WIEH-LP
- Marietta, Georgia; United States;
- Broadcast area: Eastern Cobb County, Georgia (NNW of Atlanta)
- Frequency: 99.1 MHz
- Branding: MSBN FM

Programming
- Format: Christian radio (Portuguese)

Ownership
- Owner: Semeadores de Boas Novas

History
- First air date: June 2015

Technical information
- Licensing authority: FCC
- Facility ID: 195127
- Class: L1
- ERP: 30 watts
- HAAT: 53.2 m (175 ft)
- Transmitter coordinates: 34°2′35.64″N 84°28′19.25″W﻿ / ﻿34.0432333°N 84.4720139°W

Links
- Public license information: LMS
- Website: Official Website

= WIEH-LP =

WIEH-LP 99.1 is an LPFM radio station licensed to serve Marietta, Georgia, United States. The broadcast licensee is Ministério Semeadores de Boas Novas (MSBN), which translates to "Sowers of Good News Ministry", part of the Assembleia de Deus (Assembly of God) church in Marietta.
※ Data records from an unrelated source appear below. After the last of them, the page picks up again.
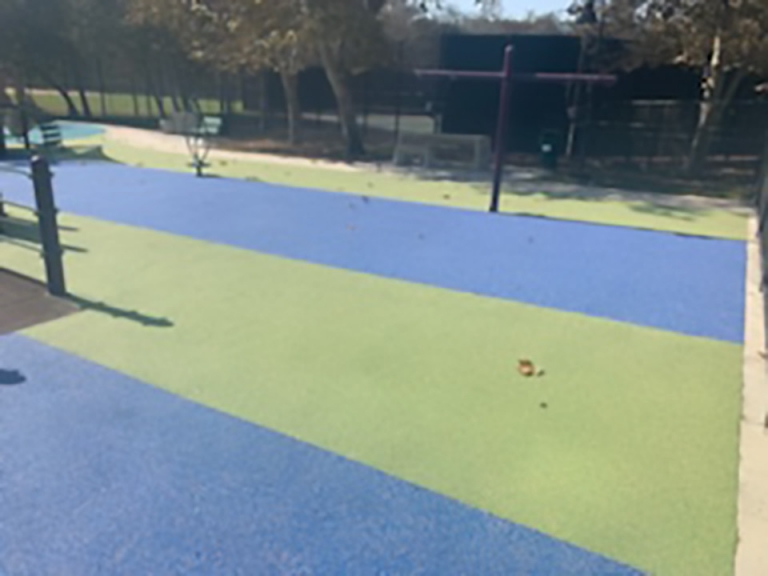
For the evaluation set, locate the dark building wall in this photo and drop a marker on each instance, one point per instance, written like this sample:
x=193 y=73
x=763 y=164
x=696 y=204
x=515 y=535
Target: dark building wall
x=471 y=106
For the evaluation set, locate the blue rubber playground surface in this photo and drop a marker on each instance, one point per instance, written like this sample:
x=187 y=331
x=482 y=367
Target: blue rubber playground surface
x=334 y=390
x=230 y=498
x=617 y=273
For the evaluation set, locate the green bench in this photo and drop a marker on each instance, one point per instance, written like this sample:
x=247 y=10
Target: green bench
x=51 y=132
x=199 y=137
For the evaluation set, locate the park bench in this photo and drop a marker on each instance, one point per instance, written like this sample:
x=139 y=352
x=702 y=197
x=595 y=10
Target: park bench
x=434 y=149
x=198 y=130
x=51 y=132
x=186 y=123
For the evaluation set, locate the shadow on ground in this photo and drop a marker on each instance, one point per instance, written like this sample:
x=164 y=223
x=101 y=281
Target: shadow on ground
x=684 y=204
x=11 y=377
x=28 y=231
x=122 y=313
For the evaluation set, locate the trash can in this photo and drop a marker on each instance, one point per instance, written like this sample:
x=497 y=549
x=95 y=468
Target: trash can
x=549 y=149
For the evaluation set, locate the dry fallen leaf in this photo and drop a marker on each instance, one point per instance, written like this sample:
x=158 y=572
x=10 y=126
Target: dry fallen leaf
x=526 y=368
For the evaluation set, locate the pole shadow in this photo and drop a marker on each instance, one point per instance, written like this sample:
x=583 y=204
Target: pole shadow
x=116 y=312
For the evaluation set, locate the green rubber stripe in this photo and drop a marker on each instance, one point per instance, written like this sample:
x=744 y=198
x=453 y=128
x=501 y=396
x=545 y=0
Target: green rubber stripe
x=634 y=455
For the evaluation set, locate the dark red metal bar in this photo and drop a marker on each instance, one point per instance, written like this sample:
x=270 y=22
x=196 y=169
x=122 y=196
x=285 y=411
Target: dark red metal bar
x=463 y=74
x=501 y=129
x=535 y=77
x=507 y=78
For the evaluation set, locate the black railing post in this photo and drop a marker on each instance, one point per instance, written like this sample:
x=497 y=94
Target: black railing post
x=49 y=229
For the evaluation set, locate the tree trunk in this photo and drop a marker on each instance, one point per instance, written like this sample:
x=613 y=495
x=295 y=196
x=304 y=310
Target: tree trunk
x=263 y=100
x=102 y=87
x=71 y=108
x=718 y=90
x=84 y=104
x=152 y=90
x=712 y=109
x=134 y=97
x=340 y=85
x=293 y=106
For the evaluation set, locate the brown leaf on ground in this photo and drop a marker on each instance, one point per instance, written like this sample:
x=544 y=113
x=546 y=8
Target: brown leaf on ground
x=526 y=368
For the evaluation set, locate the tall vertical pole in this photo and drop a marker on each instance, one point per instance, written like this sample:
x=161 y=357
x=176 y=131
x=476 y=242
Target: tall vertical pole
x=49 y=230
x=501 y=129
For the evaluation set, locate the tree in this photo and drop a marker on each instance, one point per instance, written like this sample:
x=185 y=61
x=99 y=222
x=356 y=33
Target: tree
x=725 y=40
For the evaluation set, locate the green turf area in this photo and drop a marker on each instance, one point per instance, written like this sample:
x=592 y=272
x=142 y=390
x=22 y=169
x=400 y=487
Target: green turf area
x=634 y=456
x=116 y=104
x=640 y=214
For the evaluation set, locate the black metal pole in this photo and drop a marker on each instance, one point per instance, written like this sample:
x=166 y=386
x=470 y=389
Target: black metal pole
x=501 y=129
x=49 y=229
x=399 y=88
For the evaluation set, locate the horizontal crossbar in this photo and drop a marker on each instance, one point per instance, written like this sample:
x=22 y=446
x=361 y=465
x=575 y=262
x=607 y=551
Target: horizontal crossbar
x=21 y=244
x=534 y=77
x=15 y=205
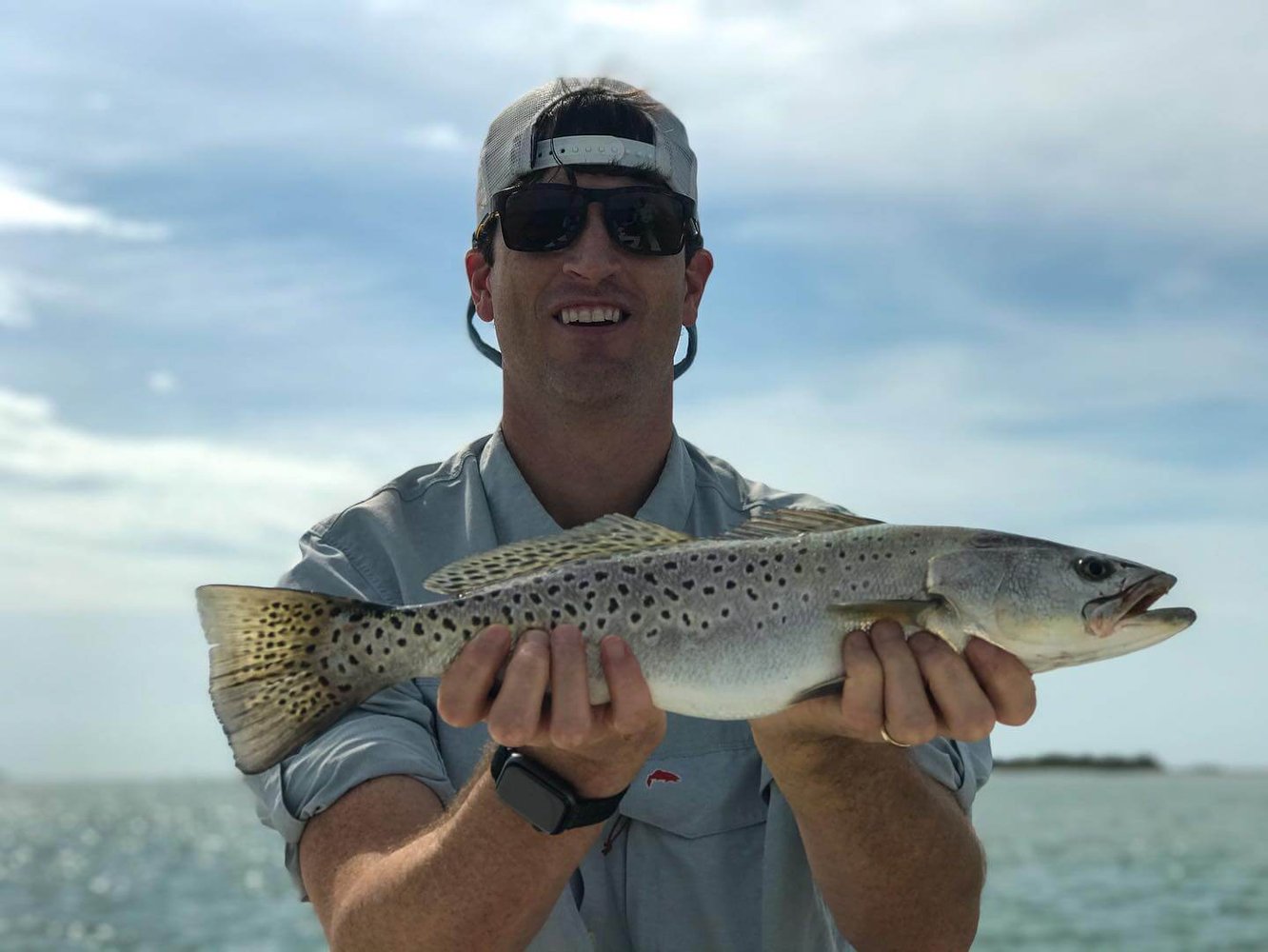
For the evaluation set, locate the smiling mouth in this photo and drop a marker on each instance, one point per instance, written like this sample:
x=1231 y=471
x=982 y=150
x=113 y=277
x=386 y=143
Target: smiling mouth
x=591 y=316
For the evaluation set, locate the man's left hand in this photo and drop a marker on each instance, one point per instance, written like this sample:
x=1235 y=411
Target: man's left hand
x=913 y=688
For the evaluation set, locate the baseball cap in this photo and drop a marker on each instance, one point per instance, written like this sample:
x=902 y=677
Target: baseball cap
x=510 y=151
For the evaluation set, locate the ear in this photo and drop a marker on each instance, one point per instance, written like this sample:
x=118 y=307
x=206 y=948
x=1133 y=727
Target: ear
x=699 y=268
x=478 y=271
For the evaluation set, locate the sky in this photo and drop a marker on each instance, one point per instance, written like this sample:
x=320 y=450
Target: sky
x=978 y=263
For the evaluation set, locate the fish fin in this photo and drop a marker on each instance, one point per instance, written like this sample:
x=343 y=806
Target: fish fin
x=828 y=688
x=908 y=612
x=782 y=523
x=267 y=646
x=609 y=535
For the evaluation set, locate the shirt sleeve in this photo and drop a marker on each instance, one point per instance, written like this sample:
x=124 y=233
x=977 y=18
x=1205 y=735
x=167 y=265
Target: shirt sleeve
x=960 y=767
x=390 y=733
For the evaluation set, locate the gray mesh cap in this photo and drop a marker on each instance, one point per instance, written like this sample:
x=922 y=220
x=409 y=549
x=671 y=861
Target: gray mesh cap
x=510 y=152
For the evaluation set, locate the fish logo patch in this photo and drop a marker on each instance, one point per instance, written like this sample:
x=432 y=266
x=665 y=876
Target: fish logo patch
x=662 y=777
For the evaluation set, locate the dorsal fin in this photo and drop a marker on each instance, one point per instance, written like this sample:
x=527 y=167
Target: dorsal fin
x=798 y=521
x=606 y=535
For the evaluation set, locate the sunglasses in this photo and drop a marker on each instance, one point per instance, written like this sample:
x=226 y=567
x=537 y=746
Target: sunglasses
x=644 y=220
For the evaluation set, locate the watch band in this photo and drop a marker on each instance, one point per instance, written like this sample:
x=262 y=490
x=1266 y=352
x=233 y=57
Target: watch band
x=543 y=798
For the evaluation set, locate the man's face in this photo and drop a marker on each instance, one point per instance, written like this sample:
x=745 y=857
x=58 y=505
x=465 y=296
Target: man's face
x=526 y=294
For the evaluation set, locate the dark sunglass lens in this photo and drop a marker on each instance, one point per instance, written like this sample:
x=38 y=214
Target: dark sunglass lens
x=645 y=222
x=541 y=218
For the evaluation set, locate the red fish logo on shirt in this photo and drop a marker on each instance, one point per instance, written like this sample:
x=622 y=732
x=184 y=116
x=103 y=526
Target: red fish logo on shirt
x=662 y=776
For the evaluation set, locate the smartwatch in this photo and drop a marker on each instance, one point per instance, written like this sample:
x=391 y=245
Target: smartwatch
x=545 y=799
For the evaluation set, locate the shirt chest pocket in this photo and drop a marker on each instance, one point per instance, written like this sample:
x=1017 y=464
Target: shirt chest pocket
x=692 y=852
x=699 y=795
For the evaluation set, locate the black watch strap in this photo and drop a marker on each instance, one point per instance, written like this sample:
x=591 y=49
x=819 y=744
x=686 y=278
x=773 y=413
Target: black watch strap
x=543 y=798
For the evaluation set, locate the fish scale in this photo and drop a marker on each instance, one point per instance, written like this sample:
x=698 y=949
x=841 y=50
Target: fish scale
x=729 y=627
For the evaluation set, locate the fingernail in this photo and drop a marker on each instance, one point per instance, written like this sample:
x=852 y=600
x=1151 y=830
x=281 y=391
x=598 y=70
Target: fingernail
x=537 y=637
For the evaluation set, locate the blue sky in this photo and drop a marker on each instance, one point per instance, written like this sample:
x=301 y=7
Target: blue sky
x=977 y=264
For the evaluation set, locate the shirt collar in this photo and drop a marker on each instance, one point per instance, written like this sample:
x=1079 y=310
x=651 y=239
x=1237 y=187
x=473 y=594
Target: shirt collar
x=519 y=515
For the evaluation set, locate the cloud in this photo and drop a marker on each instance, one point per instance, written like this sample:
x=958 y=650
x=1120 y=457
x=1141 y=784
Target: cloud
x=439 y=137
x=14 y=302
x=161 y=382
x=23 y=209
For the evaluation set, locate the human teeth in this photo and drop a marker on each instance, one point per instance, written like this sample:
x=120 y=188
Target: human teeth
x=590 y=316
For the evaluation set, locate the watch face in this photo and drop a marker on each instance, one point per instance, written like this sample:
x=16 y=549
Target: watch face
x=530 y=798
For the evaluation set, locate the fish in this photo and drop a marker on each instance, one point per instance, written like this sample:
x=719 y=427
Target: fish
x=726 y=627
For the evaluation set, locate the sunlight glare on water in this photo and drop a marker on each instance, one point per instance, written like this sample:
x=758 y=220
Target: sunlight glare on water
x=1077 y=861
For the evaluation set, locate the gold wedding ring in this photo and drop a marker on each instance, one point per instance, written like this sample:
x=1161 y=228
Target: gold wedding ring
x=885 y=737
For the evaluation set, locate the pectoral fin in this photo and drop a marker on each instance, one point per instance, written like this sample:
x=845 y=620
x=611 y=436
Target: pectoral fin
x=908 y=612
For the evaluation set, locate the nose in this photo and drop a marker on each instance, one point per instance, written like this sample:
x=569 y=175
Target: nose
x=594 y=255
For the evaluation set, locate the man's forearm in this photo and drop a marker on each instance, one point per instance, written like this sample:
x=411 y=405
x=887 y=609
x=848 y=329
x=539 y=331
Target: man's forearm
x=892 y=852
x=481 y=878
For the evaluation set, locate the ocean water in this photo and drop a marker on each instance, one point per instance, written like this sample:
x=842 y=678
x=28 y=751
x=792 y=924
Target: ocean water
x=1078 y=861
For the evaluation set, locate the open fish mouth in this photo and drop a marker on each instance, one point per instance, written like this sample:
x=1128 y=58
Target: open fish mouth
x=1131 y=608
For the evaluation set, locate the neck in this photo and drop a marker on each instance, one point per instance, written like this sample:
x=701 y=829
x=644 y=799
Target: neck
x=584 y=465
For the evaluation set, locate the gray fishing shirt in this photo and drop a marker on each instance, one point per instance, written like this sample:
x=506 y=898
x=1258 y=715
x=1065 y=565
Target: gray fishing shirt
x=703 y=852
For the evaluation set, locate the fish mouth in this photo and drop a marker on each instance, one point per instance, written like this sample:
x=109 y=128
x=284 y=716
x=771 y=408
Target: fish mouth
x=1130 y=608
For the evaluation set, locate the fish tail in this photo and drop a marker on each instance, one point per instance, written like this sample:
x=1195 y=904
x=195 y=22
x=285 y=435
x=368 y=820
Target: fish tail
x=283 y=665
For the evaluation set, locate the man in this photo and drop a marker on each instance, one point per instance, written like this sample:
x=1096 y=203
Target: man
x=409 y=824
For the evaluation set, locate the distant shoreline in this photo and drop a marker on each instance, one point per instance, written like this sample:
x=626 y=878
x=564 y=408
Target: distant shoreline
x=1083 y=762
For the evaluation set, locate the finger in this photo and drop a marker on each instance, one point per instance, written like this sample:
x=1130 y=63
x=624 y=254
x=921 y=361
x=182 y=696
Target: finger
x=632 y=705
x=862 y=694
x=515 y=714
x=569 y=692
x=908 y=716
x=965 y=707
x=1007 y=683
x=463 y=695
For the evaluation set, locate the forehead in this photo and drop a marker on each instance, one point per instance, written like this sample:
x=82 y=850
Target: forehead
x=594 y=180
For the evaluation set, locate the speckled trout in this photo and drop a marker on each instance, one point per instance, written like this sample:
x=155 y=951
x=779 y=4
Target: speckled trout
x=729 y=627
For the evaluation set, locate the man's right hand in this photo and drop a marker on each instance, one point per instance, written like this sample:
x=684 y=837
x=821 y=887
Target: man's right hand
x=598 y=748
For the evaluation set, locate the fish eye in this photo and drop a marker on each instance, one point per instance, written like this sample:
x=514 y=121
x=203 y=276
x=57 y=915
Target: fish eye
x=1095 y=569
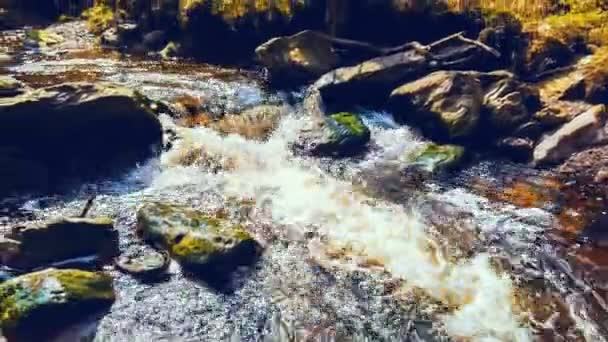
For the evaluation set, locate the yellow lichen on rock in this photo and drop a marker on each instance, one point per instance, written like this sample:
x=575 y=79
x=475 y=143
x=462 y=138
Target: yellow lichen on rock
x=232 y=10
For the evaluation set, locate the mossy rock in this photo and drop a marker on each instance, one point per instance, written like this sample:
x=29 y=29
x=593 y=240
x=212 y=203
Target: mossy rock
x=99 y=18
x=10 y=86
x=435 y=158
x=197 y=241
x=36 y=304
x=43 y=37
x=444 y=104
x=42 y=244
x=78 y=130
x=146 y=265
x=345 y=134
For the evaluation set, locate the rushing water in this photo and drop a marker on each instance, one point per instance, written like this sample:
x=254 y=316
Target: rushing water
x=350 y=251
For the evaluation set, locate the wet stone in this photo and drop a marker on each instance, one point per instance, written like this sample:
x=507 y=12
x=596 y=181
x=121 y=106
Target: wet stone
x=146 y=264
x=56 y=241
x=35 y=305
x=199 y=242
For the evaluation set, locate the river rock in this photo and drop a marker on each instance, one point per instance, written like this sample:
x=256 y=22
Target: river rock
x=42 y=244
x=590 y=164
x=452 y=105
x=155 y=40
x=434 y=158
x=5 y=59
x=149 y=264
x=197 y=241
x=78 y=129
x=172 y=50
x=509 y=103
x=374 y=79
x=35 y=305
x=516 y=148
x=341 y=134
x=255 y=123
x=546 y=54
x=10 y=86
x=585 y=130
x=558 y=113
x=444 y=104
x=589 y=82
x=302 y=57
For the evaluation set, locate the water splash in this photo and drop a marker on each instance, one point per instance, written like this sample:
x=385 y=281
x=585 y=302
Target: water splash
x=299 y=194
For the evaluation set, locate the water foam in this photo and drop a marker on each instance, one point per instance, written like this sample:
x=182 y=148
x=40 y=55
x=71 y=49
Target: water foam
x=299 y=194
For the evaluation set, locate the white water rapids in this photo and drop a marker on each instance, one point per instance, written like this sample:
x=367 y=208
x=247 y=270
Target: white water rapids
x=299 y=194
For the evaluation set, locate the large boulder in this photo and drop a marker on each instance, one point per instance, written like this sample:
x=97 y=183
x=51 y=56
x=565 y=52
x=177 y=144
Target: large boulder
x=339 y=134
x=585 y=130
x=10 y=86
x=42 y=244
x=444 y=104
x=452 y=105
x=587 y=165
x=75 y=129
x=374 y=79
x=434 y=158
x=509 y=103
x=546 y=54
x=301 y=57
x=36 y=305
x=589 y=81
x=197 y=241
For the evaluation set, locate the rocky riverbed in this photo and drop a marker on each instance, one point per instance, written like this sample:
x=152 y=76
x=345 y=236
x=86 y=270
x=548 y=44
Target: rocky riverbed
x=409 y=196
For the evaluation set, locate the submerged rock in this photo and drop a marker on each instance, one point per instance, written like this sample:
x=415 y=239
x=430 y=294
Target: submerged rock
x=516 y=148
x=40 y=245
x=36 y=305
x=585 y=130
x=171 y=50
x=77 y=129
x=589 y=165
x=434 y=158
x=10 y=86
x=342 y=134
x=374 y=79
x=547 y=54
x=145 y=265
x=509 y=103
x=197 y=241
x=454 y=105
x=301 y=57
x=254 y=123
x=446 y=104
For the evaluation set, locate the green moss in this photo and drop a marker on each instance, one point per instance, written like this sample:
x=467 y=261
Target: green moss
x=99 y=18
x=193 y=247
x=190 y=236
x=231 y=10
x=44 y=37
x=433 y=157
x=350 y=121
x=20 y=297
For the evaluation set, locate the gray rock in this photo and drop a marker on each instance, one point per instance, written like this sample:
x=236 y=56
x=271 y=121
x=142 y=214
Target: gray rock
x=43 y=244
x=36 y=305
x=197 y=241
x=150 y=264
x=76 y=129
x=303 y=56
x=444 y=103
x=374 y=79
x=585 y=130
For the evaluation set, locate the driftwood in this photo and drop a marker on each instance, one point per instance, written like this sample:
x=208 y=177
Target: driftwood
x=342 y=43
First going on-air in June 2015, it has a Christian radio format similar to WFSH-FM 104.7 plus some talk, but broadcasts primarily in Portuguese, with some songs in English. While the station primarily reaches northeast Cobb, the target demographic is the significant Brazilian population around the southeastern edge of Marietta (roughly around Delk Road and Powers Ferry Road). It transmits from a cell tower on land leased from the campus of Lassiter High School, near the boundary with Harrison Park.